Eighteen masterpieces by Cezanne, the French painter whose brush strokes inspired the likes of Matisse and Picasso, go on display this Saturday at the Art Gallery of Hamilton (AGH) as part of the exhibit The World is An Apple: The Still Lifes of Paul Cezanne.
AGH curator Benedict Leca organized the show, which premiered at Philadelphia’s prestigious Barnes Foundation this past June. The exhibit marks just the second time these works — loaned from international galleries and collectors, dating from the mid- to late-1800s and worth an undisclosed but enormous sum of money — have hung in the same room.
Today, the paintings in gilded frames are must-haves for the world’s top art museums and line the pages of art history texts. But, Leca said, it’s important to remember these were “radical paintings” when Cezanne first showed them in major venues in Paris.
"Critics said 'This guy’s crazy. He’s clearly deranged.
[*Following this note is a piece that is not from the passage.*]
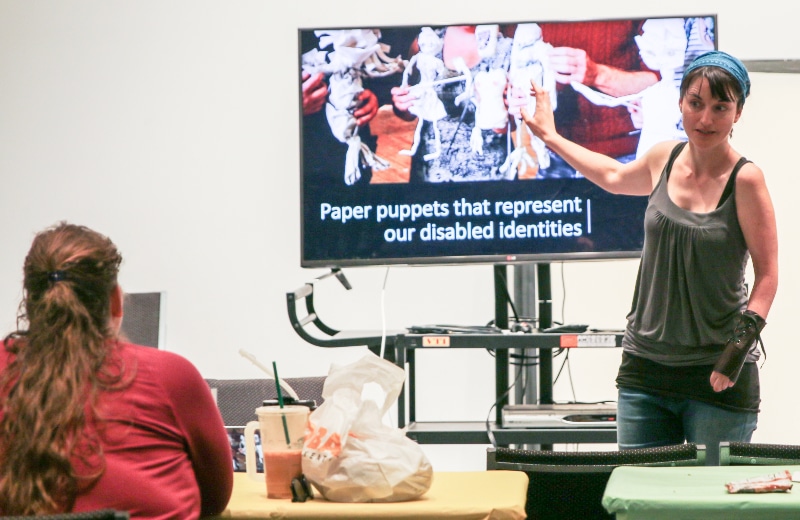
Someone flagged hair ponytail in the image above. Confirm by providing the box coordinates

Call the police, we’ve got a psycho on our hands'," Leca said.
Obviously, Leca — who has studied Cezanne (1839-1906) extensively — disagrees.
"This is like poetry," he said, as he excitedly criss-crossed the room from one painting to another.
"He’s making imaginative leaps and he wants you to join him."
So, how do you do that? How do you get the most out of going to this exhibit? Leca has a few suggestions.
Look at every mark
Cezanne is "the ultimate painter’s painter," Leca said, and he leaves plenty of hints about how he does his work. While some paintings may appear unfinished at the edges, they're absolutely not. It's a clue, Leca said, to look closer.
"It’s essentially a self-portrait. It draws attention to his painting. His technique."
It’s more than an apple
As the exhibit’s title suggests, the humble apple is the star of the show, with some skulls and flowers on display, too. But Cezanne isn’t just painting the objects, he’s also crafting abstract landscapes within his still life paintings, and playing with colours and shapes.
“He’s operating on so many different levels,” Leca said.
“This guy authorizes imaginative leaps. He does all sorts of crazy stuff.”
Leca recommends looking closely at how Cezanne builds up his oil paintings — particularly of interest are where objects meet the atmosphere around them — and let your imagination run wild from there.
Break the rules
When Cezanne, who lived and worked in Aix-en-Provence, showed his work in Paris he wanted it to be a "stick in the eye" of the city’s critics, Leca said.
Compare his works to some other paintings from the time (a few are placed on an adjacent wall to make it easy) and see the painter’s rebellious streak.
While it's not essential to enjoying the show, it is fun to think that some of the painter’s most scorned work of the time sells for tens of millions of dollars today. His painting The Card Players was bought by Qatar’s royal family in 2011 for an undisclosed sum believed to be well over $250 million, making it the most expensive painting ever sold at auction.
Leca didn’t get into specifics, but said some high-tech security will be in place during the exhibition. He said he's hoping more than 50,000 people will visit the show during its run at the AGH.
"This is one of the most famous Cezanne’s in the world," Leca gushed, as he stared toward one of the painter's uniquely rendered skulls. Then, almost to himself, "I can’t believe they loaned it to me."
The show goes until Feb. 8, 2015 and admission is $10. That also gets you into the rest of the AGH’s exhibits, including another new exhibition featuring the work of several prominent local artists.